The Cuban archipelago also offers more than 70,000 square kilometers of insular platform and some 5,000 kilometers of coasts, which are bathed by the Atlantic Ocean and the Caribbean Sea
In addition, nearly 6,500 varieties of fish, crustaceans, sponges and mollusks, and an 850-kilometer coral reef in perfect state of preservation turn the island into one of the best-preserved underwater ecosystems in the region.
Three dozens of specialized dive center operate throughout the country, where vacationers can take initiation courses and dive in coral reefs and caverns, under strict international standards for that activity.
Cuba is also an excellent place for nature lovers, who can enjoy the many attractions found in the island nation.
Natural and biosphere reserves, natural landscapes and protected areas create a broad network of offers characterized by excellent preservation and unique features in the region.
The island nation has also inherited the Spanish architectural wealth and the European influence that followed the colonial period.
Precisely, that element turns the Cuban capital, one of the first seven villages founded by the Spanish conquistadors and initially called San Cristóbal de La Habana, and especially its historic heart, into a key element in many tourist programs.
Havana's historic heart, declared Humankind's Heritage by the United Nations Educational, Scientific and Cultural Organization (UNESCO), holds most of the city's museums, churches, cultural centers and buildings from the Spanish colonial period.

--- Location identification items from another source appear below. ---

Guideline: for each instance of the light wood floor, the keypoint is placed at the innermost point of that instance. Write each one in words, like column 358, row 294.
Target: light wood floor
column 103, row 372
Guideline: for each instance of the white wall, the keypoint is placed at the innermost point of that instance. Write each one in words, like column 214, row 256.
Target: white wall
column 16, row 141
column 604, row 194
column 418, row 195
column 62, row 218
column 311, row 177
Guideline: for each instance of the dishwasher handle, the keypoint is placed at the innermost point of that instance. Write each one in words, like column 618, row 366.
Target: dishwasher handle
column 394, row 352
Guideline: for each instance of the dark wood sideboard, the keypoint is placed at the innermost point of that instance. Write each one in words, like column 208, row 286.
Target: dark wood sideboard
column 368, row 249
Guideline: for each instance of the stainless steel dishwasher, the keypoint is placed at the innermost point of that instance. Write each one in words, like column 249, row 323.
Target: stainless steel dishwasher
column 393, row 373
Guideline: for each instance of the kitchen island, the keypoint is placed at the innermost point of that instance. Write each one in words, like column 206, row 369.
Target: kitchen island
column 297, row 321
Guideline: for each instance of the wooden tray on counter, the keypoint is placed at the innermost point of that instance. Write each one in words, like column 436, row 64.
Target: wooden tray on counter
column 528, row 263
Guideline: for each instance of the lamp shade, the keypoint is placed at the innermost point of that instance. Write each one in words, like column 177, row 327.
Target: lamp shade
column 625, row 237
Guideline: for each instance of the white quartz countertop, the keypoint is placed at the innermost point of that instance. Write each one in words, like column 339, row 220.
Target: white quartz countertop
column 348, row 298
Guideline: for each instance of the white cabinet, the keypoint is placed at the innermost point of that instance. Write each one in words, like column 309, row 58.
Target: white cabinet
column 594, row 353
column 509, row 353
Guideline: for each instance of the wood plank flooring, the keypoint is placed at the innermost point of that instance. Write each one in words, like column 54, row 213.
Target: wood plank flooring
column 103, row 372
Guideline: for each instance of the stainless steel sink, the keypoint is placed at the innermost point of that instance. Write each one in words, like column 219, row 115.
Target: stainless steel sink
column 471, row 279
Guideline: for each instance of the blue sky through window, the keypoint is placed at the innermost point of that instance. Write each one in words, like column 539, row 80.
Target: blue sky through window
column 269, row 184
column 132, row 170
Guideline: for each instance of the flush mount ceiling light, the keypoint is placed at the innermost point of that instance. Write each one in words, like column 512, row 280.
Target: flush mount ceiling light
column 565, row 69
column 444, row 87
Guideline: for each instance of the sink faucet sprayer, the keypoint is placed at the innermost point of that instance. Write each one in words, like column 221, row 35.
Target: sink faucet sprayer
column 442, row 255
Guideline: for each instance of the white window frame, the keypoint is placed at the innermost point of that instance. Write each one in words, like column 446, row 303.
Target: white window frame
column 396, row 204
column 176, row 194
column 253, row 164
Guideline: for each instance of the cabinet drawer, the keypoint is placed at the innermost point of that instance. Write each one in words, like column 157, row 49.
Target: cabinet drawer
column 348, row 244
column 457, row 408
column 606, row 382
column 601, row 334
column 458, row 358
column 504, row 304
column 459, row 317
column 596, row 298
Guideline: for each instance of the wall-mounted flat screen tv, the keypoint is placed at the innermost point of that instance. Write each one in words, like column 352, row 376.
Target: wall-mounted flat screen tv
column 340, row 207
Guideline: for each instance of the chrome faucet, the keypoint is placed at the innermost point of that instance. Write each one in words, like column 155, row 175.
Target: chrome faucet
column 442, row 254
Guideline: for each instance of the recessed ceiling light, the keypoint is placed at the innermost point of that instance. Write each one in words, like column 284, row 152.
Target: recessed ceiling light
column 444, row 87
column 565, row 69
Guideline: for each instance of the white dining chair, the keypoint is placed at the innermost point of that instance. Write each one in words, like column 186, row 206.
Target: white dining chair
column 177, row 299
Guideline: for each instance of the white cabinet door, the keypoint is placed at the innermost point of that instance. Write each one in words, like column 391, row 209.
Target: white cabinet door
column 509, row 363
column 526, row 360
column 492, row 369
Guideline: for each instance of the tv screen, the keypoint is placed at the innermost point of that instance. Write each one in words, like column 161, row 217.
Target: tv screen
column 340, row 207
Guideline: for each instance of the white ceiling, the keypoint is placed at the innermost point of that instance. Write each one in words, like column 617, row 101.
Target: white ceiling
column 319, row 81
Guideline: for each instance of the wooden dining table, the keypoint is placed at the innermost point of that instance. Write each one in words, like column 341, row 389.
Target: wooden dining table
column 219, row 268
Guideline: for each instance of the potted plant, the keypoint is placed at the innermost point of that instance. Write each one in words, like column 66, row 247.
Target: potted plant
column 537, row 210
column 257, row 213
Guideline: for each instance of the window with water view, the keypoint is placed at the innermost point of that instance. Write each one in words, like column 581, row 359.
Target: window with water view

Old Havana covers an area of 4.5 square kilometers and has a rich colonial architecture and centuries-old customs and traditions.
The heart of the Cuban capital consists of a series of castles, fortresses and highly valuable buildings constructed around a system of squares, monasteries and temples.
Cuba has a large infrastructure of 120 art galleries, antique shops and plastic art halls, in addition to nearly 260 museums, including 14 on art, seven on science and technology, five on ethnography and anthropology and 68 on history. It also has more than 80 theaters.
Traditional tourism options are complemented by the country's hotel infrastructure, which provides accommodation, gastronomic offers and extrahotel activities.